On the other hand, Detroit Tiger's manager Jim Leyland says, "I'm a guy who doesn't believe in momentum in baseball. Momentum is your next day's pitcher." The New York Time's polling analyst, Nate Silver, makes a similar point about elections. "Momentum…ought to imply that a candidate is gaining ground in the race—and, furthermore, that he is likely to continue to gain ground," says Silver. "As a thesis or prediction about how polls behave, this notion is a bit dubious… a candidate who gains ground in the the polls in one month…is no more likely to do so during the next one."
Yesterday's pitching fiasco means nothing about your chances the next day. Yesterday's bad poll numbers do not predict whether you will be up or down today. The human mind is conditioned to search for clues that will help us predict what will happen next in our world, so we seek trends and directions, even when past performance tells us nothing about the future. Here is where the manager and the political commentator agree: The past does not determine the present.
What is true in baseball and elections is also true in our lives. We often look at the things we have done in the past and draw conclusions about what that must mean for our future. This is the thinking both of the addict and the megalomaniac. We have the ability to turn everything that has gone badly in our lives into a reason to believe that we are worthless and incapable of being any different. We also have the ability to turn everything that has gone well into evidence that we are invulnerable and infallible. Neither is true.

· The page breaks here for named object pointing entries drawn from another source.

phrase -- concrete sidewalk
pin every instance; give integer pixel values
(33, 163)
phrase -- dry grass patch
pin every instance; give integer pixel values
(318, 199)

Jewish tradition stands for the idea that change is always possible. We can never rest on our laurels and we can never give up the hope to become better. The rabbis teach, "Do not be sure of yourself until the day of your death" (Pirke Avot 2:5). Your future has not been written. You never reach the point at which you cannot change for the better and you never reach the day when you can stop trying to do better.
There is no Big Mo. Where you have been says nothing about where you can go, who you can be, or what you can make of your life.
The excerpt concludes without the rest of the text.